According to a study by JAMA Pediatrics, electronic baby toys for infants that produce lights, words and songs decreases quantity and quality of language as opposed to playing with books or traditional toys.
The controlled experiment involved 26 parent-infant pairs with children aged 10 to 16 months old. Researchers did not directly observe parent-infant play time because it was conducted in participants’ homes. Audio recording equipment was used to pick up sound.
Participants were given three sets of toys: electronic toys (a baby laptop, a talking farm and a baby cell phone); traditional toys (chunky wooden puzzle, shape-sorter and rubber blocks with pictures); and five board books with farm animal, shape or colour themes.
Electronic baby toys led to fewer conversational turns
Fewer adult words were used when children played with electronic toys.
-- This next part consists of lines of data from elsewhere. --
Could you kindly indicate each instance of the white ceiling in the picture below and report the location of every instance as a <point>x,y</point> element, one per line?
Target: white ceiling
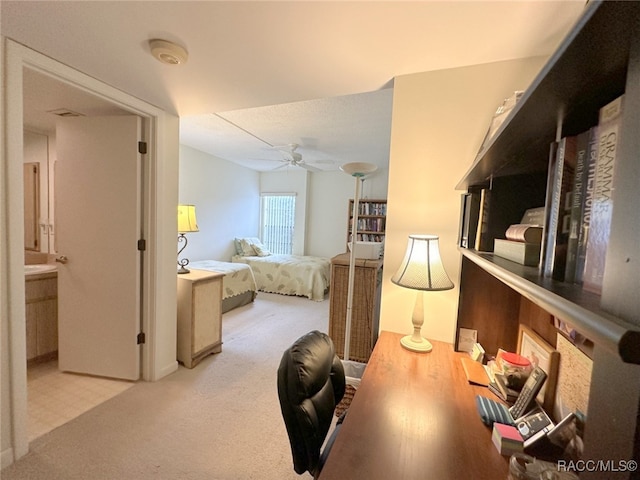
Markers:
<point>264,74</point>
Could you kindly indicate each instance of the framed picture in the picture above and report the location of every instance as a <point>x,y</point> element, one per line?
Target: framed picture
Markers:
<point>533,347</point>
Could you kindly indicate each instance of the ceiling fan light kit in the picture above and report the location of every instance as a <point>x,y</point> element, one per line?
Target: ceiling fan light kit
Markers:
<point>167,52</point>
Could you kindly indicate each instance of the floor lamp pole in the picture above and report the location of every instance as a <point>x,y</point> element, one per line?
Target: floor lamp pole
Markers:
<point>352,268</point>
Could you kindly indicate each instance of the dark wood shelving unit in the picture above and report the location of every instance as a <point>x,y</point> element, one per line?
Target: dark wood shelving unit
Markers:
<point>598,61</point>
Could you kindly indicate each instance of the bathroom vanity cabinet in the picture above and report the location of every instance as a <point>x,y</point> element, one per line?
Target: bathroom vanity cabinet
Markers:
<point>41,295</point>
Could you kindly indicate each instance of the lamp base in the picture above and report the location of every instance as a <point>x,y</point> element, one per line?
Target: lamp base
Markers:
<point>424,346</point>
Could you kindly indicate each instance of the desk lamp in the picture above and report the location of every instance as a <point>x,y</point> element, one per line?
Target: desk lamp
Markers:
<point>421,270</point>
<point>186,224</point>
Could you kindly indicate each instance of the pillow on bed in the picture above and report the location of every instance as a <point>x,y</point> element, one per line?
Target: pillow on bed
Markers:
<point>261,250</point>
<point>246,248</point>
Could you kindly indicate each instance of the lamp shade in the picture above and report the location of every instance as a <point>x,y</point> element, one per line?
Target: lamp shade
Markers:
<point>187,219</point>
<point>422,267</point>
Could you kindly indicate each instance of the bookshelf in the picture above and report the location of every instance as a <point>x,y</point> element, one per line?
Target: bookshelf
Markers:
<point>372,218</point>
<point>598,61</point>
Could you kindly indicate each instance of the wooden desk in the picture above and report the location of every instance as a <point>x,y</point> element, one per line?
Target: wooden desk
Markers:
<point>414,416</point>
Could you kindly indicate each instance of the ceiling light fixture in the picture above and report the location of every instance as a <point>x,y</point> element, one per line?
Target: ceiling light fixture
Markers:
<point>167,52</point>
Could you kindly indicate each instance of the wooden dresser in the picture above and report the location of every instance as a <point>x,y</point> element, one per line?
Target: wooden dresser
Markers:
<point>365,314</point>
<point>199,316</point>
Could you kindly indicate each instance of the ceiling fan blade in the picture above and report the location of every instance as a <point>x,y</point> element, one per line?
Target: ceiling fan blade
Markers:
<point>311,168</point>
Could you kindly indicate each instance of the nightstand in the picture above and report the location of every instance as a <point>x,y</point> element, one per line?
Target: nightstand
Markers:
<point>199,316</point>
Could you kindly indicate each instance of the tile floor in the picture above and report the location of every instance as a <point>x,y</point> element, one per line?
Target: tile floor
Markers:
<point>55,398</point>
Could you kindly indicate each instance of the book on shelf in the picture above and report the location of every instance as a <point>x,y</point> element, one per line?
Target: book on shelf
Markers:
<point>470,210</point>
<point>587,200</point>
<point>520,252</point>
<point>609,127</point>
<point>483,240</point>
<point>578,203</point>
<point>533,216</point>
<point>523,232</point>
<point>559,209</point>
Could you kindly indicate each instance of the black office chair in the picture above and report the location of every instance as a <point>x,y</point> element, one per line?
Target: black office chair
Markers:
<point>311,383</point>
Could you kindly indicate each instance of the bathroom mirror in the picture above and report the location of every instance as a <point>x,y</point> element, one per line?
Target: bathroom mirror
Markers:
<point>31,206</point>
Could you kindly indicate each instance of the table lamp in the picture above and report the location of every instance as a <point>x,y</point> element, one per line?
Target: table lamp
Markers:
<point>421,270</point>
<point>186,224</point>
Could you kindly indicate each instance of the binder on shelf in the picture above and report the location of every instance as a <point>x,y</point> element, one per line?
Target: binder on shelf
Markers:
<point>520,252</point>
<point>559,208</point>
<point>577,204</point>
<point>609,126</point>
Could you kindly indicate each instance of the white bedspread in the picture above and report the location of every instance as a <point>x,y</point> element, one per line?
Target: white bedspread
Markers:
<point>290,274</point>
<point>238,278</point>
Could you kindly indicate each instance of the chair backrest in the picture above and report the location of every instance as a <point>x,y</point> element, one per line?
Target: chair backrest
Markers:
<point>311,383</point>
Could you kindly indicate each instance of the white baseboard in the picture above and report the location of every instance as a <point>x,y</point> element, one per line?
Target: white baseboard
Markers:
<point>163,372</point>
<point>6,457</point>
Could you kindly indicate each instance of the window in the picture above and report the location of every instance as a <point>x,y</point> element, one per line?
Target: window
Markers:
<point>278,219</point>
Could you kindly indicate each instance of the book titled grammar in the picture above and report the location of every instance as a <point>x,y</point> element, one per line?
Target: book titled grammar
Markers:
<point>609,126</point>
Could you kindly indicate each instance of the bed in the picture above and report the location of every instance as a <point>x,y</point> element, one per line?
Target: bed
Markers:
<point>300,275</point>
<point>238,285</point>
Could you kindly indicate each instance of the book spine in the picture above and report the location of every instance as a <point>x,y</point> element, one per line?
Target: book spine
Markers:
<point>587,200</point>
<point>482,241</point>
<point>558,231</point>
<point>577,205</point>
<point>553,157</point>
<point>602,205</point>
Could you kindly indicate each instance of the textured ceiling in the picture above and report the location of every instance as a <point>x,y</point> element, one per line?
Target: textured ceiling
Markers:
<point>252,63</point>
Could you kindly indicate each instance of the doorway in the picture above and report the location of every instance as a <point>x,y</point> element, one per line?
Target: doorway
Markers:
<point>158,292</point>
<point>54,396</point>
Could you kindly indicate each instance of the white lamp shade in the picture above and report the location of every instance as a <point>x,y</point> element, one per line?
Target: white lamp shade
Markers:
<point>422,267</point>
<point>187,219</point>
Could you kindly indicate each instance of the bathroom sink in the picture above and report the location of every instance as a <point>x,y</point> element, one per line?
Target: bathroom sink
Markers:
<point>40,268</point>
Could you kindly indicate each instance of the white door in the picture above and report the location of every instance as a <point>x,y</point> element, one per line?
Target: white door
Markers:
<point>97,208</point>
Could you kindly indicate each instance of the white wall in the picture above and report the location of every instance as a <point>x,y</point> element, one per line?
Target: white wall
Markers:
<point>329,195</point>
<point>439,121</point>
<point>227,199</point>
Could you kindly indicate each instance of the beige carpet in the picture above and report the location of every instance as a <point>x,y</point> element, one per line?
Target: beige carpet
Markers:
<point>218,421</point>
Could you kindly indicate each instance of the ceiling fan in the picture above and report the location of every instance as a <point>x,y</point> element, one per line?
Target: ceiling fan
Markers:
<point>291,158</point>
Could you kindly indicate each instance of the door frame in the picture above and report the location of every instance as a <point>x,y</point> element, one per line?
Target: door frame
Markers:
<point>161,195</point>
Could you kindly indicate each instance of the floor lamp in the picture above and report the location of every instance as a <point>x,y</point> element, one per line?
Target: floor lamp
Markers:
<point>357,170</point>
<point>186,224</point>
<point>421,270</point>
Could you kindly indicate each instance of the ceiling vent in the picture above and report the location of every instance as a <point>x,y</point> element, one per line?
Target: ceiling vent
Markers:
<point>65,112</point>
<point>167,52</point>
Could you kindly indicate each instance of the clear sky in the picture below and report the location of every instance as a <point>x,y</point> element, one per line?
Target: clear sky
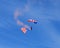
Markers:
<point>45,34</point>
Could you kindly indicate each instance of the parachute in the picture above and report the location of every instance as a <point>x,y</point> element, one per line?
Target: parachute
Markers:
<point>23,29</point>
<point>32,20</point>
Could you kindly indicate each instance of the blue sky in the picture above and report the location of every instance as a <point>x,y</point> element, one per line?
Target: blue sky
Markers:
<point>45,34</point>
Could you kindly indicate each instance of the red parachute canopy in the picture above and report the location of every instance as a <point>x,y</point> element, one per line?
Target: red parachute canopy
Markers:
<point>23,29</point>
<point>32,20</point>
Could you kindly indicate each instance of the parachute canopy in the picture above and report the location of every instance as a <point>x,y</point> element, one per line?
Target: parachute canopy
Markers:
<point>23,29</point>
<point>32,20</point>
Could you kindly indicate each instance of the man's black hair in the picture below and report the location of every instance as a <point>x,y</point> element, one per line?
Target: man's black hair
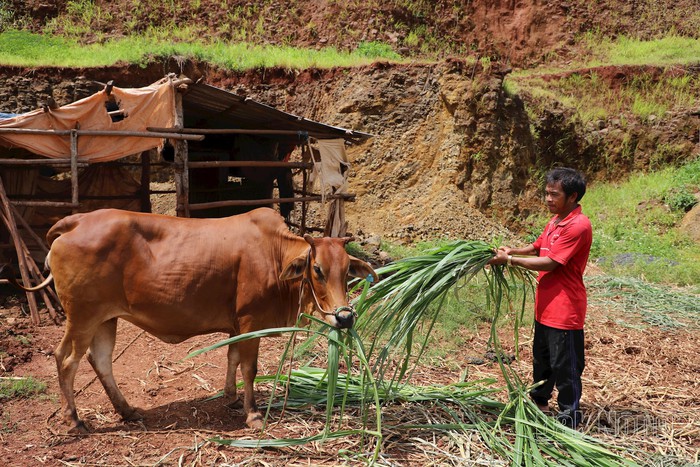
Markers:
<point>571,180</point>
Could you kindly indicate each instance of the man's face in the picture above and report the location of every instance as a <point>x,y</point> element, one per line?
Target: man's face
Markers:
<point>557,201</point>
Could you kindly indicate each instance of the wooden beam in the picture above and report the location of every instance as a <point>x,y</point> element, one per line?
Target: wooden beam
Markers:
<point>8,219</point>
<point>263,202</point>
<point>74,168</point>
<point>48,161</point>
<point>291,165</point>
<point>139,134</point>
<point>182,171</point>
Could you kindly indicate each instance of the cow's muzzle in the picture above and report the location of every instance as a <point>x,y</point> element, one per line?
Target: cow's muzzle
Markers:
<point>345,317</point>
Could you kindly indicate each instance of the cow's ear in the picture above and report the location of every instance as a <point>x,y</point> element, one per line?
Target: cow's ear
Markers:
<point>359,268</point>
<point>294,269</point>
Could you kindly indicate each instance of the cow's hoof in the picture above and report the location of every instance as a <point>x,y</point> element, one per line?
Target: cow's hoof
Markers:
<point>254,421</point>
<point>131,415</point>
<point>79,428</point>
<point>235,404</point>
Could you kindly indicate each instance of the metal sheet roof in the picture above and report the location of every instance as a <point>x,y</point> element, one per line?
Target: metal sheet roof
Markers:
<point>206,106</point>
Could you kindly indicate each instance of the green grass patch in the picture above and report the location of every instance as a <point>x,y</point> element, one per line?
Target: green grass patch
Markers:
<point>21,48</point>
<point>667,50</point>
<point>17,388</point>
<point>635,226</point>
<point>657,306</point>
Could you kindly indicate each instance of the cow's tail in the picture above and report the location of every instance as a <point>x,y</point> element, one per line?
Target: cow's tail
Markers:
<point>61,227</point>
<point>10,274</point>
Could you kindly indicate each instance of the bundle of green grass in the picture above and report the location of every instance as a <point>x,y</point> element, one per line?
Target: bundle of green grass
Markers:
<point>395,318</point>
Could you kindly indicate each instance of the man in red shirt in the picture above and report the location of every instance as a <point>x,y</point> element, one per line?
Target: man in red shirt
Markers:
<point>560,255</point>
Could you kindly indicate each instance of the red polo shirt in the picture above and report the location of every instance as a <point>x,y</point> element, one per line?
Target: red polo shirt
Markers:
<point>560,301</point>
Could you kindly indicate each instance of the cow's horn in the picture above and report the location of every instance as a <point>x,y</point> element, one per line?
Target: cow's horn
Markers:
<point>310,240</point>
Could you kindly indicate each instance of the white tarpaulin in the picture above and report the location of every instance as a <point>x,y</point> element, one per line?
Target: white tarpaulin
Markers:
<point>151,106</point>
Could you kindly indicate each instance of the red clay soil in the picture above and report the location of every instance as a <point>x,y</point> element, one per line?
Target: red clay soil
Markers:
<point>641,388</point>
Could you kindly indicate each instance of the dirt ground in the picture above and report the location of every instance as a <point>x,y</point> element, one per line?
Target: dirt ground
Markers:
<point>642,388</point>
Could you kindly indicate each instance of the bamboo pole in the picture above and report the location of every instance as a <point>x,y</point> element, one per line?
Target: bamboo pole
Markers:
<point>263,202</point>
<point>141,134</point>
<point>8,219</point>
<point>209,164</point>
<point>182,172</point>
<point>74,168</point>
<point>50,162</point>
<point>145,192</point>
<point>304,187</point>
<point>302,134</point>
<point>39,242</point>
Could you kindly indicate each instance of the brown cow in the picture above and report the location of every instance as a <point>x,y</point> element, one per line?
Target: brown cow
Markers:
<point>177,278</point>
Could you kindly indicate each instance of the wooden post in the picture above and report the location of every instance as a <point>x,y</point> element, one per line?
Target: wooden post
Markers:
<point>146,181</point>
<point>304,186</point>
<point>182,176</point>
<point>8,219</point>
<point>74,168</point>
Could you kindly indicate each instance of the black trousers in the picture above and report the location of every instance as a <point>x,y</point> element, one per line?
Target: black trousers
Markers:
<point>557,359</point>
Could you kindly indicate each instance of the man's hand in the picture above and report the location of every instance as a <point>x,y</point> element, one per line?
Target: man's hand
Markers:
<point>501,256</point>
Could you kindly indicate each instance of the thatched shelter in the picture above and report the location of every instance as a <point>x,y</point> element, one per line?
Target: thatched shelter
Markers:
<point>225,153</point>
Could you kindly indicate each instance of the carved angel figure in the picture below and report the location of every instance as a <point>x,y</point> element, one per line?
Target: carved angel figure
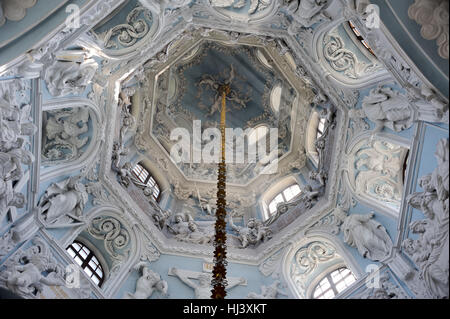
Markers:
<point>195,235</point>
<point>308,196</point>
<point>202,284</point>
<point>386,108</point>
<point>233,96</point>
<point>63,130</point>
<point>308,12</point>
<point>64,78</point>
<point>268,292</point>
<point>148,282</point>
<point>255,5</point>
<point>160,6</point>
<point>253,233</point>
<point>430,251</point>
<point>26,274</point>
<point>63,203</point>
<point>15,126</point>
<point>367,235</point>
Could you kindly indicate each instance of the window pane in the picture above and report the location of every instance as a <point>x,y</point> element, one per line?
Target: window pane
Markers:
<point>78,260</point>
<point>83,253</point>
<point>99,272</point>
<point>95,280</point>
<point>288,195</point>
<point>295,189</point>
<point>88,271</point>
<point>341,286</point>
<point>272,206</point>
<point>279,199</point>
<point>81,257</point>
<point>328,295</point>
<point>92,264</point>
<point>71,252</point>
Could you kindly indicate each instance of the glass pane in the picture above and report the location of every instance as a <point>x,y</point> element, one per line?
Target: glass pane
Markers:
<point>83,253</point>
<point>99,272</point>
<point>328,295</point>
<point>350,280</point>
<point>95,280</point>
<point>78,260</point>
<point>295,189</point>
<point>325,284</point>
<point>320,126</point>
<point>288,195</point>
<point>88,271</point>
<point>341,286</point>
<point>71,252</point>
<point>279,198</point>
<point>92,264</point>
<point>272,206</point>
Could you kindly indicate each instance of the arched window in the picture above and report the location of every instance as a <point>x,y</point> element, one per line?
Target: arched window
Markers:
<point>320,127</point>
<point>86,259</point>
<point>360,38</point>
<point>333,283</point>
<point>286,195</point>
<point>145,177</point>
<point>257,134</point>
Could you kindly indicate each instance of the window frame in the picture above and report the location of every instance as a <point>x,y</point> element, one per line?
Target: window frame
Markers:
<point>147,179</point>
<point>360,38</point>
<point>269,213</point>
<point>85,261</point>
<point>333,284</point>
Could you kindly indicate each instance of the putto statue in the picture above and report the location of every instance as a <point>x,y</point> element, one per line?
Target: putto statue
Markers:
<point>368,236</point>
<point>388,108</point>
<point>253,233</point>
<point>15,128</point>
<point>148,282</point>
<point>63,203</point>
<point>430,251</point>
<point>307,12</point>
<point>63,129</point>
<point>268,292</point>
<point>68,77</point>
<point>28,272</point>
<point>186,229</point>
<point>201,281</point>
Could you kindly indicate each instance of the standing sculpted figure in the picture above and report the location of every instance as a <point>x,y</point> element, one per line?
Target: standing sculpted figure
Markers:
<point>308,12</point>
<point>367,235</point>
<point>27,273</point>
<point>202,290</point>
<point>63,201</point>
<point>268,292</point>
<point>148,282</point>
<point>252,234</point>
<point>63,78</point>
<point>386,108</point>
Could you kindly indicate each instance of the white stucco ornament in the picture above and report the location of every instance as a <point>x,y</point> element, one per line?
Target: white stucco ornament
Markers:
<point>64,78</point>
<point>367,235</point>
<point>14,10</point>
<point>432,15</point>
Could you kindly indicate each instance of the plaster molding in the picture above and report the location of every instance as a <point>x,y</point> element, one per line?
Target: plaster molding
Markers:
<point>432,16</point>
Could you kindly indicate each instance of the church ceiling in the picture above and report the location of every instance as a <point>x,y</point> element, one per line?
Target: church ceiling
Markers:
<point>186,93</point>
<point>111,94</point>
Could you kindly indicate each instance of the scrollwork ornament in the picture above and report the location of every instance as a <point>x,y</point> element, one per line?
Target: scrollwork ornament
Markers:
<point>116,238</point>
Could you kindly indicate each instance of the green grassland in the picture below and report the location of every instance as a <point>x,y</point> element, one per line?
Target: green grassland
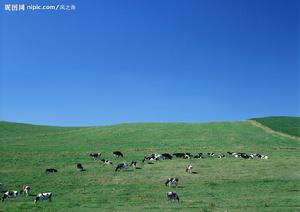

Overall, there were fewer back-and-forth verbal conversation, fewer parental responses and less production of content-specific words than when playing with traditional toys or books.
According to author Anna V. Sosa, Ph.D., of Northern Arizona University, there were largest and most consistent differences between electronic toys and books, followed by electronic toys and traditional toys.
The results indicate that children vocalised less while playing with electronic toys than with books, and that parents produced fewer words during play with traditional toys than while playing with books with infants.
Parents also used less content-specific words when playing with traditional toys with their infants than when playing with books.
Never underestimate the power of book reading
These results provide a basis for discouraging the purchase of electronic toys that are promoted as educational and are often quite expensive and adds to the large body of evidence supporting the potential benefits of book reading with very young children.
It was also demonstrated that playing with traditional toys may result in communicative interactions that are as rich as those that occur during book reading.
Quality parent-child play time extremely important
It is important to note that every child needs to be nurtured through quality time with their parents. Spending quality playtime together promotes a rich communicative interaction between parents and infants through the usage of traditional toys and book reading -- which ultimately facilitates language development tremendously.